I can't wait to see the modeling!


----------



## GoldenJoyx'stwo (Feb 25, 2007)

So, I have a number of people with their embroidery requests already in, should I email them to you so you can get started? 

I can't wait to see them. Last year it was my son's Hamden High School colors. This year, it appears you've chosen, my high school colors!


----------



## Judi (Feb 26, 2007)

I had plans to have a house guest during Riley's Run. I hadn't written in the date on my calendar. I spoke to her about it and now have to register.


----------



## Brinkleysmom (Dec 17, 2005)

Jud said:


> I had plans to have a house guest during Riley's Run. I hadn't written in the date on my calendar. I spoke to her about it and now have to register.
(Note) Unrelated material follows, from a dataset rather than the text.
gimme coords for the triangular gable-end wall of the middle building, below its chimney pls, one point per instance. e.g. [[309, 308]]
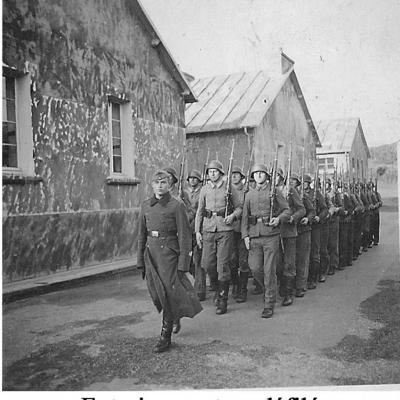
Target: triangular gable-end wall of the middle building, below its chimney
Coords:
[[285, 122]]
You have plenty of time to register so not to worry. You can even register the day of the event, just in case you are unsure of coming. So no worries.


----------



## Oaklys Dad (Dec 28, 2005)

Can't wait to see one. Oakly will look good in blue


----------



## Maggies mom (Jan 6, 2006)

IM sure they will look great...... Cant wait to see them....


----------



## justmejanis (Feb 25, 2007)

They sound beautiful. I am soooooo jealous!!


----------



## Brinkleysmom (Dec 17, 2005)

justmejanis said:


> They sound beautiful. I am soooooo jealous!!


We could always make one for you Janis and the day of the event, you can have one of your furbabies wear it, and advertise out there. LOL!!! Not a problem. Lena always sends me extras. I just have to have it embroidered.:


----------



## kra (Oct 2, 2006)

Oaklys Dad said:


> Can't wait to see one. Oakly will look good in blue


Oakly would look good in any colored vest!


----------



## Brinkleysmom (Dec 17, 2005)

Oaklys Dad said:


> Can't wait to see one. Oakly will look good in blue


As soon as the embroidery is done, I will have Brinks model one for you. But like someone else said, Oaks would look good in any color for sure. Handsome boy that he is.


----------